According to the lifeguard job description by the American Red Cross, a lifeguard is “responsible for ensuring the safety of facility patrons by preventing and responding to emergencies.”
- Lifeguard certification
- First aid
- Any other certifications that are required by local law in your state
- In certain cases, previous lifeguarding experience will be required such as at a popular beach where there are lots of tourists during peak season.
- Scans the area of surveillance to make sure that patrons are safe and behaving according to the rules.
- Acts in emergency situations and provides rescue and first aid assistance up to his or her training level until medical personnel arrive.
- Inspects the aquatic facility for unsafe conditions and cleanliness to prevent accidents and reports any hazards to the supervisor.
- Enforces rules consistently and fairly.
- Fills out reports for incidents or other records for reference.
- Renews required certifications when they expire.
- Stays fit to perform job adequately which requires swimming endurance and strength.
- Maintains a professional appearance.
- Interacts politely with facility patrons and acts as a role model for young children.
- Attends all meetings and training sessions for the aquatic facility staff.
- Opportunities for seasonal jobs are good whereas opportunities for long-term, year-round positions are fair.
- Additional certifications or training improve the individual’s employment opportunities by providing room for advancement.
Salary and Benefits
- According to the lifeguard job description in the 2010-2011 Occupational Outlook Handbook, the lowest paid earn an average lifeguard salary of $7.64 an hour and the highest paid earn $13.74 or more an hour.
- Lifeguards hired as full-time employees have the opportunity to earn paid vacation time, sick leave, and health insurance.
- Working conditions for a lifeguard vary depending on the water environment where he or she is employed.
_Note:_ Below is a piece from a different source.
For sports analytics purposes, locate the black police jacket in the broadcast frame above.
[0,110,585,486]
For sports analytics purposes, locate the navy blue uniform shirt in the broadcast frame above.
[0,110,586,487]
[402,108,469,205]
Due to the heat and direct sunlight, lifeguards monitoring a beach area or an outdoor pool or water park will have less comfortable working conditions than a lifeguard at an indoor pool.
- Many lifeguards are required to work nights, evenings, and/or holidays because of the facility hours where they are employed.
- Lifeguards have the foundational skills necessary to advance their careers by branching into other areas of aquatic recreation. Many go on to become supervisors of other employees, swimming instructors, or pool operators.